PETER HITCHENS (pictured on BBC Newsnight in 2013): Arguing seriously with such a person is like trying to play chess with a squirrel, which might move the occasional piece without any real idea what it was doing, but at the next moment will overturn the board, scattering the pawns, kings and queens, and chattering shrilly as it does so
Then it came. The baby voice was fully deployed, the teeth fully displayed: ‘I have learned to love you, Peter, and in a minute I am going to give you such a kiss on the lips.

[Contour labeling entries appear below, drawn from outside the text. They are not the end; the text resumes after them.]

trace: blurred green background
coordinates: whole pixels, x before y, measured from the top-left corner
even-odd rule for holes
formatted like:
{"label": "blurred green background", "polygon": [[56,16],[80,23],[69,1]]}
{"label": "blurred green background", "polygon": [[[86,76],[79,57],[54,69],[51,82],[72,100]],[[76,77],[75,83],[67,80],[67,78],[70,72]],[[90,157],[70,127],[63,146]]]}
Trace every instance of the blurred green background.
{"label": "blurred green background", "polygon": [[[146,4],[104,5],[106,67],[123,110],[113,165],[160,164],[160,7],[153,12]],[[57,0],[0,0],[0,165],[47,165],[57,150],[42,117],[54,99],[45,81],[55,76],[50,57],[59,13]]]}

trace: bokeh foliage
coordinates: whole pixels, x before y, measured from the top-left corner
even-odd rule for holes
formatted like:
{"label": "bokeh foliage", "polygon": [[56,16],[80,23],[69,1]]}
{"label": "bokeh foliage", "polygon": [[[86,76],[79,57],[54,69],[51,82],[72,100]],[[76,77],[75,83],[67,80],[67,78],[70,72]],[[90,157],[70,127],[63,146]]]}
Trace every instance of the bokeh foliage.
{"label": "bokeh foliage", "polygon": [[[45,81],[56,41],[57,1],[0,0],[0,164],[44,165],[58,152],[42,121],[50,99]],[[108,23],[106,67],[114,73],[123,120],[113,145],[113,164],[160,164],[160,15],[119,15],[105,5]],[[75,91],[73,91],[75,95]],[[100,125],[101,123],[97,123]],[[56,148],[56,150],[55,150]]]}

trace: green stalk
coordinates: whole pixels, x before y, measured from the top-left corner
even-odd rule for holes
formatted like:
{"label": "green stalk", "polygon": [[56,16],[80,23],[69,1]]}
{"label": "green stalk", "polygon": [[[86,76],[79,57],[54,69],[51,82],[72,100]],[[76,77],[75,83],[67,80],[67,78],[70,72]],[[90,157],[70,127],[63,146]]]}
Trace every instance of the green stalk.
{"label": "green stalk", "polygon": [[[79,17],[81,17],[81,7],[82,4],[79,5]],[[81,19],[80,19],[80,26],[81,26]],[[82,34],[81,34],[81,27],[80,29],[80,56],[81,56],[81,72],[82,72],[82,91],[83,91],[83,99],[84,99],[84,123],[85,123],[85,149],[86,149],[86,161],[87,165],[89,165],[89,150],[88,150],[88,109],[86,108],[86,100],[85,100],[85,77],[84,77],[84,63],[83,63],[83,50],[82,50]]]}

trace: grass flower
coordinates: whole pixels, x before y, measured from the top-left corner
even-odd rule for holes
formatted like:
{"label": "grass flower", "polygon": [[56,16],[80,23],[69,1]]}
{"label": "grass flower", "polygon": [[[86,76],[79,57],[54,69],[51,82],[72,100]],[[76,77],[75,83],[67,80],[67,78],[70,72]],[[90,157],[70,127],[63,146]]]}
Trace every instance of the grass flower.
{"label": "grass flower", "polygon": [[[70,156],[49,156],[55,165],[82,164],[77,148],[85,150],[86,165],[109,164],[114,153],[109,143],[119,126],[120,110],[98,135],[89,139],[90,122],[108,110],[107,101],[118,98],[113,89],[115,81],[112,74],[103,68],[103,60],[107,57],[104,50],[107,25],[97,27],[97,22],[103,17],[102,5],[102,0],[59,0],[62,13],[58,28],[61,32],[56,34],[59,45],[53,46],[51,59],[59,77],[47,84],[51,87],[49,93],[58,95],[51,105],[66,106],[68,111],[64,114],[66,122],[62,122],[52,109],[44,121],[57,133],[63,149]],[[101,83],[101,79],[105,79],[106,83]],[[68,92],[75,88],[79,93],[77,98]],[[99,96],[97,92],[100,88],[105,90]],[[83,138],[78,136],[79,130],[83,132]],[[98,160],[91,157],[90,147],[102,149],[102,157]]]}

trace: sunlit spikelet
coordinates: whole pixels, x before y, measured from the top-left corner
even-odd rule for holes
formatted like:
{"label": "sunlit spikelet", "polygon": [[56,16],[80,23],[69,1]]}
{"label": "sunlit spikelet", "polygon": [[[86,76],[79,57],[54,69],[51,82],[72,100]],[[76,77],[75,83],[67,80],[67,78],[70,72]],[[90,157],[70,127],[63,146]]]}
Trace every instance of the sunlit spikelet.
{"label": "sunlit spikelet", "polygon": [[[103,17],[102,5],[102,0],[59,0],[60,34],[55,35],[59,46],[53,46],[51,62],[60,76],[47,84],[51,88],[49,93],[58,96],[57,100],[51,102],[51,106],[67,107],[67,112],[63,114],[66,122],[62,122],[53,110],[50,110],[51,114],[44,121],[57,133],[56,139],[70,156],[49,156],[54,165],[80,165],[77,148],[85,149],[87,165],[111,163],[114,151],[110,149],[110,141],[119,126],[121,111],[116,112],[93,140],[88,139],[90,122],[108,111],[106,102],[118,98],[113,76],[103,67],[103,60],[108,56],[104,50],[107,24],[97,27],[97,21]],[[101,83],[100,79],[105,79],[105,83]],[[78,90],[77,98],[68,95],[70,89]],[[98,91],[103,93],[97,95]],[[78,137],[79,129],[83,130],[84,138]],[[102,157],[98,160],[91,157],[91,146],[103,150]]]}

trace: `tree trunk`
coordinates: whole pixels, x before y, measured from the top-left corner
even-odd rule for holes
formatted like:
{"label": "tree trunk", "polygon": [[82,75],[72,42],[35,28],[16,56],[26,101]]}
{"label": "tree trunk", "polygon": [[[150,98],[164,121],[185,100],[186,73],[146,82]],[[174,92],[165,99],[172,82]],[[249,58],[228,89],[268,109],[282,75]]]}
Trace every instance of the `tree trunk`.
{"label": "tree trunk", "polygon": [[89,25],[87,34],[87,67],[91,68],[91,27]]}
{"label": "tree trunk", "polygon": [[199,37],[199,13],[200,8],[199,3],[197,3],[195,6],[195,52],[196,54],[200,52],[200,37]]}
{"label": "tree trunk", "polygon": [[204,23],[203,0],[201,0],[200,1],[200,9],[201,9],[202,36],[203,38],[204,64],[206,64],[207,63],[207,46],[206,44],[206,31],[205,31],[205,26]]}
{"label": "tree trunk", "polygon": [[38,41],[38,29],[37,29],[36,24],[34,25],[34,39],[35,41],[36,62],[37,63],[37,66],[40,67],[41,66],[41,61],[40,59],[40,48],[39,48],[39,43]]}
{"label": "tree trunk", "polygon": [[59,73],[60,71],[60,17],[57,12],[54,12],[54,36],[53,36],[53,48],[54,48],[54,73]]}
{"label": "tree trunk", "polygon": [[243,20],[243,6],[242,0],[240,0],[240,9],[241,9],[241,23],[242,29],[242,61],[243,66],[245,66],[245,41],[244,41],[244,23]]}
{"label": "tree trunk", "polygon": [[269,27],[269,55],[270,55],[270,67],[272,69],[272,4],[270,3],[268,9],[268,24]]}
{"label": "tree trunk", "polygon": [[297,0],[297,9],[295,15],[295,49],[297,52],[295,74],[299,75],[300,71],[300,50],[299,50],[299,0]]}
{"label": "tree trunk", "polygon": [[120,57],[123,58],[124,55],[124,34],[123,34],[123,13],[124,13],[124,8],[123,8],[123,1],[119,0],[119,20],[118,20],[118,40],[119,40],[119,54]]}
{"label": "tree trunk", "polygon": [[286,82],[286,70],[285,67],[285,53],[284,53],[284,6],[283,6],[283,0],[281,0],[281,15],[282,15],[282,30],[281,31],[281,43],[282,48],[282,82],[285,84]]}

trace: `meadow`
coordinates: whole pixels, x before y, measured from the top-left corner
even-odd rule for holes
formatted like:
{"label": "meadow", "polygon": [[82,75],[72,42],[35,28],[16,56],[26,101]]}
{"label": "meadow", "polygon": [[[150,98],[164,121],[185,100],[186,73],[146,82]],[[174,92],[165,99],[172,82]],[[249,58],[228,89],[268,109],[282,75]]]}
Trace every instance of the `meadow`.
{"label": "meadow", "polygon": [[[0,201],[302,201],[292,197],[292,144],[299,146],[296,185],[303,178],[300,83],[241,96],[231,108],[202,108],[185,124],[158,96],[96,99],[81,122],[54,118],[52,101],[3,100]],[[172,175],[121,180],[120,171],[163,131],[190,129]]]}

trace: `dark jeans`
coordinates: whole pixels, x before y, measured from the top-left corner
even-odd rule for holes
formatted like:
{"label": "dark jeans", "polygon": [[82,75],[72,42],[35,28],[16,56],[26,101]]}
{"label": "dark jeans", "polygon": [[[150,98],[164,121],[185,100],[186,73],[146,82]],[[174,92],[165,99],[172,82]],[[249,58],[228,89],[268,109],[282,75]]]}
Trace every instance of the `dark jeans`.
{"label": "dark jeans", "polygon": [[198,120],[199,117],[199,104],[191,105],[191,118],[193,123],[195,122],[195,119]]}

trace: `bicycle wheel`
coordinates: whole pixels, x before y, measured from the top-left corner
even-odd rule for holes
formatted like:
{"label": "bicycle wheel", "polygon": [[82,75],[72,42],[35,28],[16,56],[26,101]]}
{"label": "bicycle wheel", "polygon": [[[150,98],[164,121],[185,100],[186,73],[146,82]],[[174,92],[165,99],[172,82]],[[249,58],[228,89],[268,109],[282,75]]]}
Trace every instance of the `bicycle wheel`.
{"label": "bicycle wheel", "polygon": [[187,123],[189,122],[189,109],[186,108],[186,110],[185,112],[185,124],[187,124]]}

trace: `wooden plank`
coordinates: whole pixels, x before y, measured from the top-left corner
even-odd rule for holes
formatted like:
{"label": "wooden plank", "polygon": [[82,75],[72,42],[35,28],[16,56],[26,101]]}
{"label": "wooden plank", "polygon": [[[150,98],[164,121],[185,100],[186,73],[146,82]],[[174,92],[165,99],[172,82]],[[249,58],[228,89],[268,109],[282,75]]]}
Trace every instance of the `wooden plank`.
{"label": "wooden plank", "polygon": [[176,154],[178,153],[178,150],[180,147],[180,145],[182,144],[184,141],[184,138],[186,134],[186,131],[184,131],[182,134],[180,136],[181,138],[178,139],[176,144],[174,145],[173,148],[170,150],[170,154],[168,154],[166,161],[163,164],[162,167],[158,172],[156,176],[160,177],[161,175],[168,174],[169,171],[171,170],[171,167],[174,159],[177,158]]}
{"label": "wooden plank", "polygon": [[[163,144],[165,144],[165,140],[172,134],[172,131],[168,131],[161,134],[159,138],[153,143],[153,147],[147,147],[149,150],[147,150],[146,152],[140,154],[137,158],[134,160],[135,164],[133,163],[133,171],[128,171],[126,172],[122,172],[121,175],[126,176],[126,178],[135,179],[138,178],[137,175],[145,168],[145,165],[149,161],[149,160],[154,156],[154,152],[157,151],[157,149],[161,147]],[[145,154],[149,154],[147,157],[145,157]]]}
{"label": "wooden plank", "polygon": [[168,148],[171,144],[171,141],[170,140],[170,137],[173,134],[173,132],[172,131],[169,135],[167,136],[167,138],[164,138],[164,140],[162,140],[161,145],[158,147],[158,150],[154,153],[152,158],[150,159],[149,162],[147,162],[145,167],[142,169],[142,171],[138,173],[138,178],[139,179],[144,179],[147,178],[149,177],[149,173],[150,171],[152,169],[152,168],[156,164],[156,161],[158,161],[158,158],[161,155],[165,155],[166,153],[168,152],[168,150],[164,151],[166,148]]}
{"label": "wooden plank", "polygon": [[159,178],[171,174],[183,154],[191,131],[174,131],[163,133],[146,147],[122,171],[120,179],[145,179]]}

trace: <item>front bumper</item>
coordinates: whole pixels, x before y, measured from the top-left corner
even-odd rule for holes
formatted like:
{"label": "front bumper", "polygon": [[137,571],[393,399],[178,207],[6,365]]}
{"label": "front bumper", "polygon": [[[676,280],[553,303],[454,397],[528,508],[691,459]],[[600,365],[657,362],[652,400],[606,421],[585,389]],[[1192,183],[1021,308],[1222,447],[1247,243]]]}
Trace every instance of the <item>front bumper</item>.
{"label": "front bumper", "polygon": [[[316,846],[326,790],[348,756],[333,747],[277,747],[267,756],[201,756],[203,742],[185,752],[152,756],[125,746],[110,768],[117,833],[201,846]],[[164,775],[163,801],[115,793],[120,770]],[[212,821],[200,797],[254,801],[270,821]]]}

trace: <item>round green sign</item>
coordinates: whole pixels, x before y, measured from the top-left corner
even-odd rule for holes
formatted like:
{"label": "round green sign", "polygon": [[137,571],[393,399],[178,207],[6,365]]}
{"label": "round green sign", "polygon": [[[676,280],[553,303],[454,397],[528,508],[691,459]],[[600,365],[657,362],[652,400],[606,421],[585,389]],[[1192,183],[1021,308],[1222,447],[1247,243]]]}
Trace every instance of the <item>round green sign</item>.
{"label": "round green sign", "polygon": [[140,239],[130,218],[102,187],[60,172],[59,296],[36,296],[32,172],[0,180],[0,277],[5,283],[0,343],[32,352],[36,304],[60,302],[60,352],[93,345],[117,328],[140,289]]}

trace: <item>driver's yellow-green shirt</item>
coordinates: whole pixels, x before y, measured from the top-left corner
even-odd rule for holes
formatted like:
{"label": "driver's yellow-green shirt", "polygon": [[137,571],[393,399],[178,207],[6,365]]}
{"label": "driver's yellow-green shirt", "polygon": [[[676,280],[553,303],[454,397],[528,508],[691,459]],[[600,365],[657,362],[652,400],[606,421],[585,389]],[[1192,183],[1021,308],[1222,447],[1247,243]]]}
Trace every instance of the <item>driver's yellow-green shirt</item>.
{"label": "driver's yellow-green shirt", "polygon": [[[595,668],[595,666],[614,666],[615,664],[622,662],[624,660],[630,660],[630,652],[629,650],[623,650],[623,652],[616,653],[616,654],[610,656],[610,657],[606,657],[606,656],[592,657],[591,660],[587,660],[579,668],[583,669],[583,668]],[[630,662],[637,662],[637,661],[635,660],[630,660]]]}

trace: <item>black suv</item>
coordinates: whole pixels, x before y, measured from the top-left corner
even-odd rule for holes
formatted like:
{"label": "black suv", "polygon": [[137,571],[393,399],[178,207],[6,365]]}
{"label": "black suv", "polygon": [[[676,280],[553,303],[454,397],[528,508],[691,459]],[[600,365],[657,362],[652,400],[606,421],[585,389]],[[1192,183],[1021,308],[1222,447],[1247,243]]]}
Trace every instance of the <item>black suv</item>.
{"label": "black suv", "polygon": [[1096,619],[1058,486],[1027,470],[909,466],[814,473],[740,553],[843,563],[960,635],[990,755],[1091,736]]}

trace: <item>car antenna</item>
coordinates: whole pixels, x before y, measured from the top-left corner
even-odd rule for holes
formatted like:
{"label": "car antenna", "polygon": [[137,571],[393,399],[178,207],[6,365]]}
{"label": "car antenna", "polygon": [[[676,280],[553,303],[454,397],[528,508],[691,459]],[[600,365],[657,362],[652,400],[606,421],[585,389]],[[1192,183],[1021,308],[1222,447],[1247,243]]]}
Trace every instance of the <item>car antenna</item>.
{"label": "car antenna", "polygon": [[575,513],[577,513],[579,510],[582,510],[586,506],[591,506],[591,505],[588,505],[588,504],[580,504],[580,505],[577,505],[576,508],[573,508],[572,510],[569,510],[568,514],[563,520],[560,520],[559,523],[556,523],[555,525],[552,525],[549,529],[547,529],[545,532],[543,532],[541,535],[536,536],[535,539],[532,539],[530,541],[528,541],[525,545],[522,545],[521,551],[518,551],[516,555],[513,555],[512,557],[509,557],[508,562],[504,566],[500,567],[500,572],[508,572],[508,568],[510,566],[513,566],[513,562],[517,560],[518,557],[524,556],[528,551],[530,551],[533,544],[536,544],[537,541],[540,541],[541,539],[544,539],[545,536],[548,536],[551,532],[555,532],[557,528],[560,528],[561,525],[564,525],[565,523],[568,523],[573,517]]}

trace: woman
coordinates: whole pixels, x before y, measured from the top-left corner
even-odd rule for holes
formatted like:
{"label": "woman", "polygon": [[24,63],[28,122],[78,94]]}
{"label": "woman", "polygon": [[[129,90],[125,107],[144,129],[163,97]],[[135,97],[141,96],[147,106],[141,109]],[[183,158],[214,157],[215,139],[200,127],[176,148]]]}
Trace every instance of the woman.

I am going to challenge you on a few other of your prejudices.’
He never got near me, I am pleased to report.
I asked then as I ask now why such a person is given such a powerful place in the national debate.
The answer, I think, lies in the astonishing power of celebrity over those deprived of any real hope in life.
In our society, what would once have been a comfortable, secure way of life is incredibly hard to obtain.
Education has failed, the economy offers little but low pay and high rents.
Celebrities are like us, yet they are rich. The more like us they are, the more we love them for their success, and the more we listen to them.
The older voices of education, research, skill, experience are just crabby, Victorian and outdated.
Unless we can do something pretty radical about it, the future belongs to Russell Brand, or someone very like him.